Era el verano de 1991 y Defensor Lima necesitaba un centrodelantero extranjero. Roberto Chale, entrenador de Defensor Lima, había pedido al brasileño Luis Enrique Cordero de Almeyda “Lula”. Sin embargo, pese a que ambas partes habían llegado a un acuerdo en aspectos salariales y contractuales, las negociaciones se encontraban en un punto muerto porque Lula había lanzado una moneda al aire, exigiendo algo inédito: que su amigo Julinho se incluya en el trato. Eran los dos o nadie. En su desesperación, Defensor Lima aceptó el sorpresivo pedido. Es así como Julio César de Andrade Moura, nacido en Salvador de Bahía el 31 de octubre de 1965, iba a tener su segunda experiencia en el extranjero tras su paso por el Pozzallo Calcio de la Serie C de Italia.
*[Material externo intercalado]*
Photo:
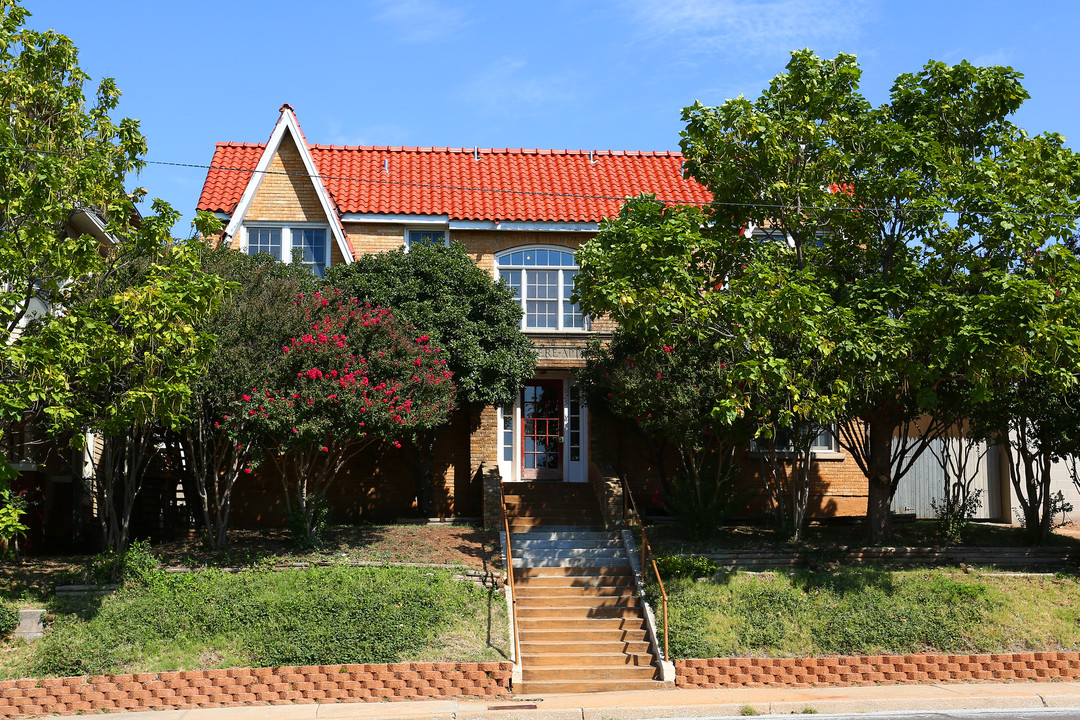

Cuando recaló en tierras peruanas, se hizo conocido por tener el nombre de un cantante de rock peruano. De Julio Andrade no tenía nada. Iba más como un actor de reparto queriendo demostrar que podía obtener grandes papeles protagónicos. Y lo logró, al convertir seis goles en su primer año y siendo figura clave para que el cuadro “granate” pudiera pelear el campeonato nacional y estuviese a un paso de clasificar a la Copa Libertadores. Al año siguiente, ya sin Lula, su incondicional amigo, convirtió nueve goles, aumentando su productividad goleadora. Sin duda, Julinho demostró que tenía un gran potencial, que podía ser independiente de Lula y que sí tenía algo en común con Julio Andrade: fue el ángel de la guarda del equipo “carasucia” en los dos años que sudó la camiseta del Defensor Lima.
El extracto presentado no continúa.